Ah ça, je peux vous le confirmer. On habitait à Cannes en colocation avec quatre ou cinq personnes et chacune revenait en disant, « Sirāt, oh my God! » (rires de Sergi). C’était un choc terrible…Vous, quand vous avez reçu le scénario, comment vous l’avez ressenti? Comment l’avez-vous sorti de la pile?

Parce que c’était une évidence. Je n’ai pas une pile de 150 manuscrits non plus! J’ai reçu ça et il n’y avait rien de ce que tu peux attendre dans un scénario. Moi je ne suis pas cinéphile, je ne lis pas beaucoup…

Comment ça, vous n’êtes pas cinéphile?!

Si, si, je t’assure (Sergi est passé directement au tutoiement). Tu peux me poser des questions, tu vas voir, je ne connais pas grand’chose. Moi, c’est par les gens qui m’entourent, qui me conseillent, qui, eux, sont très cinéphiles…Ce sont ceux avec qui je travaille. Moi je n’ai pas une culture cinématographique très forte et pourtant, j’ai une connaissance du cinéma par la pratique. Je lis un scénario et je sens tout de suite les codes, tu devines très vite ce qui va se passer, même si c’est bien écrit. Encore pire si ce n’est pas bien écrit. Quand j’ai lu Sirāt, je me suis dit « c’est quoi ce truc? » Au départ un père cherche sa fille et puis le film change, évolue vers quelque chose de plus spirituel…Et il change à nouveau. Il y a plein de choses qui te surprennent et quand tu finis le film, cela ne ressemble à rien de ce que tu avais prévu. Tu ne peux pas vraiment le définir. Quand je l’ai lu la première fois, je l’ai beaucoup aimé mais il y a une douleur très explicite au centre du film. Je me demandais si je pouvais la jouer. Quelque chose d’aussi brutal, d’aussi frontal. Je craignais qu’on trouve ça obscène. Je pensais que ce serait mieux, filmé de loin. Et puis, c’est comme pour tout, j’ai essayé, essayé et je pense avoir fait de mon mieux. J’ai des enfants mais je ne pense pas à eux quand je joue. C’est un jeu, il ne s’agit pas non plus de se faire mal.

Vous avez vu d’autres films d’Oliver Laxe, avant de tourner dans Sirāt?

On dit Latché, c’est la bonne prononciation. Oui, j’avais vu Viendra le feu. J’avais beaucoup aimé mais ce n’est pas ce qui m’a décidé.

Mimosas, le premier film de fiction d’Oliver Laxe

Le film est plus proche en fait de Mimosas, son premier film de fiction?

Je l’ai vu après. Je lui ai dit, c’est la même chose.

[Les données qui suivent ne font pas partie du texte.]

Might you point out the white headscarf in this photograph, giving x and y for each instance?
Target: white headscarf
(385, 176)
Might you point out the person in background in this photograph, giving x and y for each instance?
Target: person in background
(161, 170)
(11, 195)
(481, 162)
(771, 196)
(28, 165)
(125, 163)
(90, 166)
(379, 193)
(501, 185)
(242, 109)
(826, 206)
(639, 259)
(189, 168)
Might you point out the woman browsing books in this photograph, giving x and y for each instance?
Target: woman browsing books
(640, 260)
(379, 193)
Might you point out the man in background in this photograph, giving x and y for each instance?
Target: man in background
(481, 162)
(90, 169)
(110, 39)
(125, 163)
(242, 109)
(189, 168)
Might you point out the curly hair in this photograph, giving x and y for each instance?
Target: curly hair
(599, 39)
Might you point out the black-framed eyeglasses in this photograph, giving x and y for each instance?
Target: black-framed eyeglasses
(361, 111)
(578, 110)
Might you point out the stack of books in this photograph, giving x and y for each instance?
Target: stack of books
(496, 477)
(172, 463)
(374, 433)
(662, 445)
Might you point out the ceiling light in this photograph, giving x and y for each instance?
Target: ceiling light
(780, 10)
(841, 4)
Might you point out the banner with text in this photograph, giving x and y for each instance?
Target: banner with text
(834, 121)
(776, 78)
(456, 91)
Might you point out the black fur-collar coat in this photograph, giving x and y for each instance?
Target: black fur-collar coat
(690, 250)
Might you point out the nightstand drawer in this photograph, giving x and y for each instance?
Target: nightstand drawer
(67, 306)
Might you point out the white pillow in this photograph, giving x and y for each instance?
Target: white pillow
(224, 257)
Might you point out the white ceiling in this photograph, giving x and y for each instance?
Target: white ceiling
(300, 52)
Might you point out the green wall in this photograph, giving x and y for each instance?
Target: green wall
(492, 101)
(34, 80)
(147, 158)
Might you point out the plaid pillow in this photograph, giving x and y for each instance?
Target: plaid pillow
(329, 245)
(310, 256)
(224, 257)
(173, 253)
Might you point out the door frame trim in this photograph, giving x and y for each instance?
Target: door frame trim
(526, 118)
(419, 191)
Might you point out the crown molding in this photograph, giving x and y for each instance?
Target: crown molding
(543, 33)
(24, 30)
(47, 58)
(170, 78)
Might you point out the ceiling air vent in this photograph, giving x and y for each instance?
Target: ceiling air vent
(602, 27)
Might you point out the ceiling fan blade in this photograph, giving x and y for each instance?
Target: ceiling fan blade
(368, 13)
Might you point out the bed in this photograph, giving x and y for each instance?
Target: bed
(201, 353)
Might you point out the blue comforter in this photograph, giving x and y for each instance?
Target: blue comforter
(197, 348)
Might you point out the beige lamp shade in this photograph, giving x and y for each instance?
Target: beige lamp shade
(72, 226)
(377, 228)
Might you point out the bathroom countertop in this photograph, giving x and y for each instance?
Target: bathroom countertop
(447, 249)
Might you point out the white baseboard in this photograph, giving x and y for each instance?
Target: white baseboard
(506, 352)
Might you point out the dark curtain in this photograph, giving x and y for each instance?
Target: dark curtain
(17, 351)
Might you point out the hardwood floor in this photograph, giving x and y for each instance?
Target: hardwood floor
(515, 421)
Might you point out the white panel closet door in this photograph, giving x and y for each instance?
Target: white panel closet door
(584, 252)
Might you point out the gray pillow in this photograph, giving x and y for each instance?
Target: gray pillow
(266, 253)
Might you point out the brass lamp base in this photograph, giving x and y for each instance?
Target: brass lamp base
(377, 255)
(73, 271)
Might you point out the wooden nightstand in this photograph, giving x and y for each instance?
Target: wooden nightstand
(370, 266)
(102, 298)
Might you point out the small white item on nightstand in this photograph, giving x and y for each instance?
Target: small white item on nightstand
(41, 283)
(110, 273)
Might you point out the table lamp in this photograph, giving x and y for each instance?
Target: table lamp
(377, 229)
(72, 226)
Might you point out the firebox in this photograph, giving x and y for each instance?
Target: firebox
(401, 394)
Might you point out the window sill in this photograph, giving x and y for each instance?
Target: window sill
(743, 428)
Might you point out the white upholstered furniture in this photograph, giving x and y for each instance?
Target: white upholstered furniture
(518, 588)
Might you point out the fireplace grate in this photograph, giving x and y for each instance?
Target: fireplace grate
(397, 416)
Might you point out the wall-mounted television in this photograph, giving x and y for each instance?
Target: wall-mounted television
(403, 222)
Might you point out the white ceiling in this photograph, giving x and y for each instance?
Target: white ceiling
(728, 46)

Il m’a répondu, oui, oui.

C’est la même chose moins la techno, moins les effets de la dernière demi-heure.

En fait, il avait écrit Sirāt avant. Mais comme il n’avait pas d’argent, il a changé de projet. Mimosas, c’est un peu comme Sirāt avec moins d’argent. Il y a déjà le désert, le Maroc, des voitures qui suivent des chemins.

Mais ce ne sont pas les films précédents d’Oliver qui vous ont décidé à tourner dans Sirāt?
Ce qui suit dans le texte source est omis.